ABD-Türkiye ilişkileri 'buz devri'ne girdi
Geçmişi 1800'lü yıllara dayanan ve İkinci Dünya savaşı sonrası Türkiye'nin NATO üyesi olmasıyla birlikte 'müttefiklik' seviyesine gelen ABD-Türkiye ilişkilerinde, Türkiye ile ABD arasında vize işlemlerinin askıya alınmasıyla soğuk rüzgârlar esiyor.
Türkiye ile ABD arasındaki ilişkilerin gerginleşmesine yol açan 7 ana sorun bulunuyor. Bu sorunların başında FETÖ'nün ele başı Fetullah Gülen'in Türkiye'nin 85 koli belge göndermesine rağmen ABD tarafından iade edilmemesi hatta iade bir yana bu ülkedeki faaliyetlerine son verilmemesi teşkil ediyor.
Obama yönetiminin yaptığı gibi Trump da bu konuda vurdumduymaz bir tavır sergiliyor. Öte yandan FETÖ'nün 17-25 Aralık 2013'teki kumpasına ilişkin yürütülen soruşturma kapsamında, ABD'nin İstanbul Başkonsolosluğu görevlisi Metin Topuz'un haklarında dava açılan eski polis müdürleri ve firari eski savcı Zekeriya Öz ile irtibatı tespit edildi ve bunun üzerine Türkiye Cumhuriyeti vatandaşı olan Topuz tutuklandı.

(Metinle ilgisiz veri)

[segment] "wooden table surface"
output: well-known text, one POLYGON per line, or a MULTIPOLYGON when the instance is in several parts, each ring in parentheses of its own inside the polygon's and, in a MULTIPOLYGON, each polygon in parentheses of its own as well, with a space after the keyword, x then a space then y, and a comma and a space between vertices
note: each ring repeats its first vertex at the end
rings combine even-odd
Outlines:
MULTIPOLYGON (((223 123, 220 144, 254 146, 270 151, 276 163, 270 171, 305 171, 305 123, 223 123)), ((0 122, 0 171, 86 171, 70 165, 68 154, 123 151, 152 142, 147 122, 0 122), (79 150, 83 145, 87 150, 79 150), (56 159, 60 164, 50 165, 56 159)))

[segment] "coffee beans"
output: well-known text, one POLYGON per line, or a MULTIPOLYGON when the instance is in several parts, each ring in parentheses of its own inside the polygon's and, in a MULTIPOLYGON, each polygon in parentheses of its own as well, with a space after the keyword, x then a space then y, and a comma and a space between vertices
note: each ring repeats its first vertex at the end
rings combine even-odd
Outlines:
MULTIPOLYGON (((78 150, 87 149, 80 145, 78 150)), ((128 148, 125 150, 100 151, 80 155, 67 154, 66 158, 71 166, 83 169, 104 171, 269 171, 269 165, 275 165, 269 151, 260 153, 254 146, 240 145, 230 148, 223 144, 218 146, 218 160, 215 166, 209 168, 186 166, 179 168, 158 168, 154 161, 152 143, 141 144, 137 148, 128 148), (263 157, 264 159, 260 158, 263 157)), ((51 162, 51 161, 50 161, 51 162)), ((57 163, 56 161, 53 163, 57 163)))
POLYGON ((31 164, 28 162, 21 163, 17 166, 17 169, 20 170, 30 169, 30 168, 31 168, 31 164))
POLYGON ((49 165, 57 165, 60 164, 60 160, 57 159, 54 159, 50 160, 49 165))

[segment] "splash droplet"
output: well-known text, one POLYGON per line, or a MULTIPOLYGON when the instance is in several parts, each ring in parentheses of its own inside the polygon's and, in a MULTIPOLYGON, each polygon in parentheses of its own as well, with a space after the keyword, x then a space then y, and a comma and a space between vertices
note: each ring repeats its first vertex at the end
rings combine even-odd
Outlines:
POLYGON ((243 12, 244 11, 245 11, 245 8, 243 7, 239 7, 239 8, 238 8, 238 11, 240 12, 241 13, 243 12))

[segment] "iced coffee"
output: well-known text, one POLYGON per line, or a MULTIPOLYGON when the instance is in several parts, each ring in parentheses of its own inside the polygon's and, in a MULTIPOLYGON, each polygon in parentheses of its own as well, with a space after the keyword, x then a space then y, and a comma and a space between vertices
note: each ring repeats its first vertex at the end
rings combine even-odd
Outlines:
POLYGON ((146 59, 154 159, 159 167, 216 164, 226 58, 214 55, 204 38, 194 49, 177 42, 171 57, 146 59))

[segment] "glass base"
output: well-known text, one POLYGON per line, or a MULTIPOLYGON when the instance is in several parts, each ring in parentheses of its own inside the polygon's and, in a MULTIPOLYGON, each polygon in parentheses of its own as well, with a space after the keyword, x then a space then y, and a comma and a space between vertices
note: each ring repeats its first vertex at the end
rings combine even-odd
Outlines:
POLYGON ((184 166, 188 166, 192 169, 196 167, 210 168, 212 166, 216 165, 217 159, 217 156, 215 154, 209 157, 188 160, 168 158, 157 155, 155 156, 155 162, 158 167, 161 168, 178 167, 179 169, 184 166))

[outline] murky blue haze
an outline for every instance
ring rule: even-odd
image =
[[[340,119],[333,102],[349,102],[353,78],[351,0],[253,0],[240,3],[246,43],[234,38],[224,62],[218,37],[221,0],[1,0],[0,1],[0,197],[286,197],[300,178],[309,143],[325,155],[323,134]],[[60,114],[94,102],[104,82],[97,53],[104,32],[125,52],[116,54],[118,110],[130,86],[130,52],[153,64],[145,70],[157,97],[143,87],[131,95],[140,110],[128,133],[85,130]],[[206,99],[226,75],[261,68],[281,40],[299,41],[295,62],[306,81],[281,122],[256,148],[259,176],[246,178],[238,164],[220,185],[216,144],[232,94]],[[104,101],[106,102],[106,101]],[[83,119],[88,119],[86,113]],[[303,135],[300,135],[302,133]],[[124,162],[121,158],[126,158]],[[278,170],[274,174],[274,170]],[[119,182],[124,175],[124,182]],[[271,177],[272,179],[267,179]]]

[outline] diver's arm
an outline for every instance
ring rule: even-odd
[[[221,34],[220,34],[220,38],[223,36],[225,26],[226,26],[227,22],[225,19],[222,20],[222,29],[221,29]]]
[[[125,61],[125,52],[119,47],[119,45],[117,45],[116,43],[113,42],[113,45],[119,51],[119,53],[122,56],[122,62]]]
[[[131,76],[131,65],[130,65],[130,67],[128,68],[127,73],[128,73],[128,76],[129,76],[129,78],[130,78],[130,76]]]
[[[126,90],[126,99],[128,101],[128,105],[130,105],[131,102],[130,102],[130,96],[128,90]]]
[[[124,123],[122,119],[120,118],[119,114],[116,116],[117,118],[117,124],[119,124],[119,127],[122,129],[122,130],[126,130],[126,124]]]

Topuz'un CIA ajanı olduğu ileri sürülüyor. Bu tutuklamanın ardından ABD, Türkiye'de vize işlemlerini askıya aldı.
PKK'nın baş destekçisi
İkinci sırada ise Türkiye'nin terör örgütü olarak görmesine rağmen ABD'nin PYD/YPG'ye silah desteğinin devam etmesi yer alıyor. ABD, Haziran ayından bu yana PKK/YPG'ye 2 binden tırdan fazla silah gönderdi.
Bu silahların içinde gelişmiş ağır silahların bulunuyor.
Üçüncü ana sorun ise Halkbank Genel Müdür Yardımcısı Mehmet Hakan Atilla'nın New York'ta tutuklanması teşkil ediyor. ABD tarafı bugüne kadar sorunu Amerikan yargısına havale etmekle yetindi.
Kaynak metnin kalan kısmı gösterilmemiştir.